The first guest, who Press promised would be asked to debate “the merits of a left-handed shortstop” and other “heretical baseball theories” at its inaugural meeting June 17, 1963, was Bob Wellman, manager of the Bakersfield Bears, then the California League affiliate of the Philadelphia Phillies.
Those first few years, the Jockey Club brought in professionals at least as often as it hosted prep athletes. The Californian of Nov. 20, 1965, promoted an upcoming Jockey Club meeting like this:
“Billy Cowan, who played for the New York Mets and Milwaukee Braves during the 1965 baseball season, will be the guest speaker at the weekly Jockey Club meeting in the Caravan Inn. All male adults are invited to attend the luncheon at noon Monday, with $2 charged for the meal and tips.”
Yes, the Jockey Club was originally an all-boys affair. Women weren’t welcome (and, who knows, perhaps didn’t care) for a decade or more, and, Odle said, female athletes weren’t honored until at least the late 1970s.
The Jockey Club’s emphasis on high school and college athletics began after it took over the annual all-city football awards banquet at the end of the 1964 season. The dinner had been previously organized and sponsored by the East Bakersfield Lions Club; some 300 people (men and women, in this case) attended that first Jockey Club banquet.
Larry Press died in 2020 at the age of 93. Longtime board members Merv Alexander, Hal Eggleston and Rich Kalleberger are also recently deceased, Odle said. Board members Charlie Craig, Jerry Scott and Lloyd Fries have retired or moved, as have Jared Gianquinto and Mark Thompson.

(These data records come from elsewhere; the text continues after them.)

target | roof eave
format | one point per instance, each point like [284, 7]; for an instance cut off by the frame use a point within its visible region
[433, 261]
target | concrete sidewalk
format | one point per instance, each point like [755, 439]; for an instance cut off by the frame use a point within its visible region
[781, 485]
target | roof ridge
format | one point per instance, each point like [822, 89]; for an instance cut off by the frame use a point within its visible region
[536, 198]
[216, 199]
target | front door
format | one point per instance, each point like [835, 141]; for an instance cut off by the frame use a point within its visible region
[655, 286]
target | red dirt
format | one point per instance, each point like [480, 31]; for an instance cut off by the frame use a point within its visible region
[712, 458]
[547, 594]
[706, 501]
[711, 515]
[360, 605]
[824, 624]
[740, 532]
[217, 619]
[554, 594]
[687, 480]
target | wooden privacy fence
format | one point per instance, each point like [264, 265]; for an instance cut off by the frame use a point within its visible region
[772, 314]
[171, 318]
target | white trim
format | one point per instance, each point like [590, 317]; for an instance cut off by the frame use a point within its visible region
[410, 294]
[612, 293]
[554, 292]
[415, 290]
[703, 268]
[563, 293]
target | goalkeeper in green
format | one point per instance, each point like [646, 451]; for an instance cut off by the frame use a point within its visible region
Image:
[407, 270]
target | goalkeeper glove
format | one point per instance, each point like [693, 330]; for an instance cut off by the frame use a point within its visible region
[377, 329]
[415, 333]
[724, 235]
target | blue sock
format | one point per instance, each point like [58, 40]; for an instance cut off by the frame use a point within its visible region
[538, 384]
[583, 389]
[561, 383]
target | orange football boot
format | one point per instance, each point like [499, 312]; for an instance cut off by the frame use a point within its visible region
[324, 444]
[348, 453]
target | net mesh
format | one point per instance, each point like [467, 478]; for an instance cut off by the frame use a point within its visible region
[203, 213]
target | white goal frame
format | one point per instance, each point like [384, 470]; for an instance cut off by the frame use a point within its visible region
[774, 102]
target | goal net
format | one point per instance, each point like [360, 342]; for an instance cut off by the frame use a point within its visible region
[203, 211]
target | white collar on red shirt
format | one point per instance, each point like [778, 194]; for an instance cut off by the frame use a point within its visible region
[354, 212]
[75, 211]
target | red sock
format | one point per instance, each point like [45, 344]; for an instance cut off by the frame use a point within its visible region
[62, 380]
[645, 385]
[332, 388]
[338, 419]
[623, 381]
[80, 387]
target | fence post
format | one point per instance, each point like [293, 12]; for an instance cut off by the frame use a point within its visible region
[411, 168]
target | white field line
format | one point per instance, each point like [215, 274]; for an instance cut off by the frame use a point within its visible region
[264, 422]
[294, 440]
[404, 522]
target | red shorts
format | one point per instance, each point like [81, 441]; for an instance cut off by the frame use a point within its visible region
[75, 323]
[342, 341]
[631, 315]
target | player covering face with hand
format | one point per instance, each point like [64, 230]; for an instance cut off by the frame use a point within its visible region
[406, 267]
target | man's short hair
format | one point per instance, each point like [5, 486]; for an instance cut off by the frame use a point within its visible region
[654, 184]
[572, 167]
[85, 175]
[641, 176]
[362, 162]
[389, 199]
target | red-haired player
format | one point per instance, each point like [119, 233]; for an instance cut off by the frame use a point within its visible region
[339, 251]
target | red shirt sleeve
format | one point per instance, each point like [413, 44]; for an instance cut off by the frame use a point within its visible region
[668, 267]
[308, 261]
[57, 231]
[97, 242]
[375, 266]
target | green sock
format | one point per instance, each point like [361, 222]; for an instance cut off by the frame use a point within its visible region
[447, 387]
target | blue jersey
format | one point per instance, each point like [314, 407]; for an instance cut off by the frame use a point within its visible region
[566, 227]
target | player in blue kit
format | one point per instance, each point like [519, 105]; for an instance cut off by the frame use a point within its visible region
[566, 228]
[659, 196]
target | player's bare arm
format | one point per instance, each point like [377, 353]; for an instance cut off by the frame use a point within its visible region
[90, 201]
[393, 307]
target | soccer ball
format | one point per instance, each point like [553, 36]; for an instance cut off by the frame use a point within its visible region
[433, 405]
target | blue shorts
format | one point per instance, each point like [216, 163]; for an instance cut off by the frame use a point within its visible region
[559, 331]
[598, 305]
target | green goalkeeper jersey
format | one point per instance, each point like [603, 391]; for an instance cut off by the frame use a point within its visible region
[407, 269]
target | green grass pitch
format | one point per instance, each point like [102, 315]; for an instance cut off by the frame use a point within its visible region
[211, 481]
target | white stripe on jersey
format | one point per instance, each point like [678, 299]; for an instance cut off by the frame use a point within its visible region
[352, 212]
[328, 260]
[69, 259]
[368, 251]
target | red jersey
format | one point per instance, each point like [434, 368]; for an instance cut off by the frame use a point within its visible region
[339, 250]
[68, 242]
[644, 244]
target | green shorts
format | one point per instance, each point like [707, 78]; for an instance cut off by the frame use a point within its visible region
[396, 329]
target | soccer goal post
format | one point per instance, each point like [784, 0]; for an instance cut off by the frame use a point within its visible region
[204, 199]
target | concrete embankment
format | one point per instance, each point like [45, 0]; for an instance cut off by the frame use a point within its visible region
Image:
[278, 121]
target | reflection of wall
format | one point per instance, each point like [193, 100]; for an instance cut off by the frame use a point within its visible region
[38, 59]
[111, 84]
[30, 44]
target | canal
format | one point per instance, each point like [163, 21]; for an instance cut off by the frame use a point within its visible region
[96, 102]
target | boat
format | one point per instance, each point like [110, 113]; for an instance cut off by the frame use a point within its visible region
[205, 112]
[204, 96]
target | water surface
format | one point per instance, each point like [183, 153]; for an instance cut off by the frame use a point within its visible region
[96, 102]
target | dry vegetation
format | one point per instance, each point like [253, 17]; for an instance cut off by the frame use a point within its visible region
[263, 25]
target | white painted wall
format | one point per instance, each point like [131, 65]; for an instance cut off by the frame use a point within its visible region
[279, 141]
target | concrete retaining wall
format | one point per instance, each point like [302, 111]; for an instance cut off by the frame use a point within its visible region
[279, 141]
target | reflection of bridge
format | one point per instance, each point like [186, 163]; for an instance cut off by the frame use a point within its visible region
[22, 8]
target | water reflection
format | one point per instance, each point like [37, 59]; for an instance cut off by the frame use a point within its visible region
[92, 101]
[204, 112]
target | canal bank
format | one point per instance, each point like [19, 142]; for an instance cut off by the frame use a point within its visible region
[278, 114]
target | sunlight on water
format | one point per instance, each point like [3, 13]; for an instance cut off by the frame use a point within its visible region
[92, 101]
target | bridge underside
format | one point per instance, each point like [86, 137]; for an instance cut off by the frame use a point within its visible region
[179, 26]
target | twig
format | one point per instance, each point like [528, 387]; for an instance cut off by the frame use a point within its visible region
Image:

A new board is set, led by Odle, Valenti, Julio Mercado, Jim Tyack, Briana James and Paul Olejnik, but the club still needs volunteers for assorted light tasks. It also seeks supporters willing to pay for the awards the club will hand out to athletes.
The club, originally a Monday luncheon group, is switching to Tuesday breakfast meetings ($15, athletes free) at Hodel’s, 8:30 to 9:30 a.m. The club will meet 16 times during the 2022-23 school year, starting on Sept. 27.